The final quarter of each year can be frustrating for HR departments and managers, as many companies choose to freeze their budgets this time of year. However, there are plenty of ways you can prepare for next year without much, if any, investment in 2025.
Employee Communication: Keep staff informed about important year-end info like benefit changes, holiday schedules, and tax documentation. It’s always a good idea to remind them all that their W-2 will go to the address on file in your payroll system.
Employee handbook and policy updates: Review company policies to ensure they reflect current expectations, but also your culture as an employer. If your company has been in a growth pattern, make sure your handbook is scaled accordingly. Employee count can influence benefits, federal reporting requirements, and create a need for new policies and procedures, like FMLA.
Performance evaluations: If you haven’t done these before and it seems overwhelming to do it all and year-end, separate the staff into groups and create a schedule to tackle them quarterly in the coming year.
Compliance: Make sure your organization has completed (and documented) required annual OSHA training, professional licenses are renewed, trade organization memberships renewed, etc. Also be sure to review employee classifications, personnel files, etc.
Compensation: Review pay structures for both hourly and salary, as well as benefits packages. You can use market comparisons, feedback from former employees’ exit interviews, and feedback from current employees to ensure you’re staying competitive.
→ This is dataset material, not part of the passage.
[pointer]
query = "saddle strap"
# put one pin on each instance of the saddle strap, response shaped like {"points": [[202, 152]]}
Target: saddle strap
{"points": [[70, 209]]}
Remember: proactively paying employees what they’re worth is often easier (and less costly) than trying to match or beat a competitor’s offer to get them to stay put.
Workforce Development: Leadership should discuss potential for employee training for all levels of staff. Look back on the issues that have come up this year. What kind of knowledge and skills could help your staff avoid those pitfalls next year? Your local Chambers of Commerce, trade organizations, and consulting firms may have a lot more to offer than you realize!